In a study conducted by Youtap after years of working with MNO’s and eMoney wallet providers around the world, we have found:
- traditional mobile money wallets lack the sophistication to provide a seamless experience for both the consumer and the merchant when used to satisfy both use cases
- merchants want the flexibility to be able to handle all types of payments, cash, money, and debit and credit
- merchants do not want to spend time waiting for payment. They want an application experience that speeds up payment and does not slow it down, methods such as USSD push or swipe or chip are frowned on, while contactless payments QR and NFC are welcomed
- the majority of merchants surveyed operate on a 1 – 2.5% margin on sales and cannot afford the fees (often called interchange fees) associated with accepting electronic payment
- merchants want the ability to download an App, register it, and then accept payments. They want a limited cashbook to load their inventory and want to see what has been sold and who it has been sold too daily
- merchants want access to value-added services such as microloans and loyalty, with the flexibility to lend and repay when it suits them, and participate in centralized rewards programs enabling them to offer a range of vouchers and rewards to stimulate sales within their customer base
Traditional mobile money solutions do not provide this level of functionality or flexibility. Mobile Money operators subsequently choose to walk away from this opportunity, with many of them feeling it is too complicated and too difficult to acquire and maintain merchants. They opt-out and wait for a Visa or MasterCard or the banks and new entrants to come along.
Mobile money solutions don’t provide the API’s nor do they provide transaction throughput or aggregation and processing capabilities to connect to all the banks, MNO’s, eMoney providers, and payment service providers to enable a seamless experience within the merchant. Each mobile money solution provider opts to provide a merchant with their QR code or POS machine.

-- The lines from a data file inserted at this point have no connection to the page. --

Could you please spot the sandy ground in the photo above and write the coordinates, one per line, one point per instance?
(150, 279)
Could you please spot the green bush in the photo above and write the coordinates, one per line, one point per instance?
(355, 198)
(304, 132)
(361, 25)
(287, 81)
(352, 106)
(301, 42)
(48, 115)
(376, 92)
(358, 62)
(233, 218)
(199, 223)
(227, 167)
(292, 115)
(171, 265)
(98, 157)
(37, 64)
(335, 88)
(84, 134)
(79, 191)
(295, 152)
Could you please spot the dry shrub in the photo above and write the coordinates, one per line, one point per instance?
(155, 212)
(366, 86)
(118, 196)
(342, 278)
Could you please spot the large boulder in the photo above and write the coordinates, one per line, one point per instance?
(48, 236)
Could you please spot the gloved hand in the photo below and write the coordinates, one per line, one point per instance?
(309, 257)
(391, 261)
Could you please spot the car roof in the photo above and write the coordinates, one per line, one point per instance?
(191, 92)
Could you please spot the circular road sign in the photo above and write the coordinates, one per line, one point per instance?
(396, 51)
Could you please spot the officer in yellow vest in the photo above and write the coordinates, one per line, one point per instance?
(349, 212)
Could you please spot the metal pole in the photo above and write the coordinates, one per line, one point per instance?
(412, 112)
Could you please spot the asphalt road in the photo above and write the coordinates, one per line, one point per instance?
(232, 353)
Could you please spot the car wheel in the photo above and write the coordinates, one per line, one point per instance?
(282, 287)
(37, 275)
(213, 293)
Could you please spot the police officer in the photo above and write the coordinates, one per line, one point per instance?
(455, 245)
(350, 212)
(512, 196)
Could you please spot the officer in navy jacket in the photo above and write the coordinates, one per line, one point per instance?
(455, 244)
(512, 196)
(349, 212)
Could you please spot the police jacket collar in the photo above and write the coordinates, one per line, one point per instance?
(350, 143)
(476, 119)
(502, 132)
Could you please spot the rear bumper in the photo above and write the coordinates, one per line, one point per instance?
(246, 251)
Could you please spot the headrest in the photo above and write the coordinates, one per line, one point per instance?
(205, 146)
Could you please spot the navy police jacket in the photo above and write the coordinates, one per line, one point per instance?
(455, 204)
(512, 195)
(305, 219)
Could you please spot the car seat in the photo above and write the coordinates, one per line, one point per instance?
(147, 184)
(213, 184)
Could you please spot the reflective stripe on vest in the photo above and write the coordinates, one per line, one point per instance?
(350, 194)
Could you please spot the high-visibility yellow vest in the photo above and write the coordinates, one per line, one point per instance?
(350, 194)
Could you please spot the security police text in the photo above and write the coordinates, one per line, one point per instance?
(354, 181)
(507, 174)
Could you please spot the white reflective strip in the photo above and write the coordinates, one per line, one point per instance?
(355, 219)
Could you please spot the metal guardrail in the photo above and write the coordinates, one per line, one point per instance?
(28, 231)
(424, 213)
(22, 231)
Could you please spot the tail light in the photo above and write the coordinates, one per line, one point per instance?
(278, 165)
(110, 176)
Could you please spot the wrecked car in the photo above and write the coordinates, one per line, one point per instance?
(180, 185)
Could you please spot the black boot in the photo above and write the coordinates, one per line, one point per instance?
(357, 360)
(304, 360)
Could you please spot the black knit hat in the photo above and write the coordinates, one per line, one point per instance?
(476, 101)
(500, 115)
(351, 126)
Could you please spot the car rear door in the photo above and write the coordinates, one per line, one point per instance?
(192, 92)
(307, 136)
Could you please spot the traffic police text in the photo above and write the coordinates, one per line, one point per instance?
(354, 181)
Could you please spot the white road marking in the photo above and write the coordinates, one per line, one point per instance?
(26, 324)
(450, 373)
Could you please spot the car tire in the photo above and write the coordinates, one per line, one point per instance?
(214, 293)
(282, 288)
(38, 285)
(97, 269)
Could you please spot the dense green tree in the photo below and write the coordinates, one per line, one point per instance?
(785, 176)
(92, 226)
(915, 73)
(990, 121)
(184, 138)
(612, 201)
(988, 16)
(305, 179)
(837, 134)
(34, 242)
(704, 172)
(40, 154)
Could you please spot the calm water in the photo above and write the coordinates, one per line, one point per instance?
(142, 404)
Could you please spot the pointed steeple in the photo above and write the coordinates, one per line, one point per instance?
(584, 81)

Experience has shown that the opportunity is genuine. Our experience in Indonesia with the acquisition of tens of thousands of merchants in 12 months has come down to 3 things:
- the merchant App and user experience – a purpose-built solution for all merchants
- support for all payment types including cash, cards, contactless NFC, and EMV compliant interoperable QR codes (don’t get caught out with non-interoperable QR code)
- interoperability with all eMoney, Scheme card, and bank delivered wallet and eMoney solutions with the capability to process large volumes of transactions per second
- the right strategy and team to execute on merchant acquisition, training, and go to market
Globally multiple initiatives to deliver merchant payment to developing and developed markets are underway. They tend to be proprietary or government / regulator-led, with each market experiencing a range of challenges. Those markets that are moving are the ones that have developed a standard and regulated the delivery of this standard across all payment service providers.
Youtap has been instrumental in driving standards centered around EMV compliance in Indonesia with the central bank.